Endogenous Selection Bias: The Problem of Conditioning on a Collider Variable

Annu Rev Sociol. 2014 Jul:40:31-53. doi: 10.1146/annurev-soc-071913-043455. Epub 2014 Jun 2.

Abstract

Endogenous selection bias is a central problem for causal inference. Recognizing the problem, however, can be difficult in practice. This article introduces a purely graphical way of characterizing endogenous selection bias and of understanding its consequences (Hernán et al. 2004). We use causal graphs (direct acyclic graphs, or DAGs) to highlight that endogenous selection bias stems from conditioning (e.g., controlling, stratifying, or selecting) on a so-called collider variable, i.e., a variable that is itself caused by two other variables, one that is (or is associated with) the treatment and another that is (or is associated with) the outcome.

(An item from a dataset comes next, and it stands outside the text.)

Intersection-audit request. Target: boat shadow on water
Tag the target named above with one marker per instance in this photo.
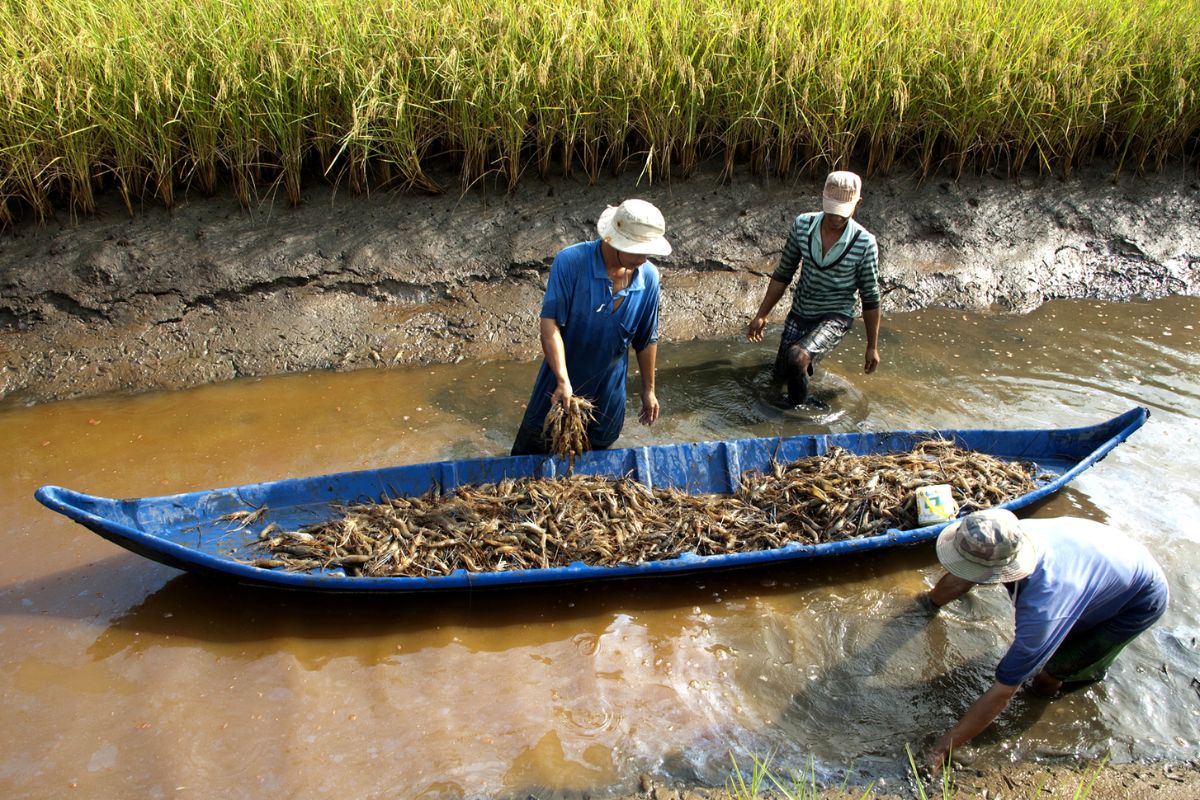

Endogenous selection bias can result from direct conditioning on the outcome variable, a post-outcome variable, a post-treatment variable, and even a pre-treatment variable. We highlight the difference between endogenous selection bias, common-cause confounding, and overcontrol bias and discuss numerous examples from social stratification, cultural sociology, social network analysis, political sociology, social demography, and the sociology of education.

Keywords: causality; confounding; directed acyclic graphs; identification; selection.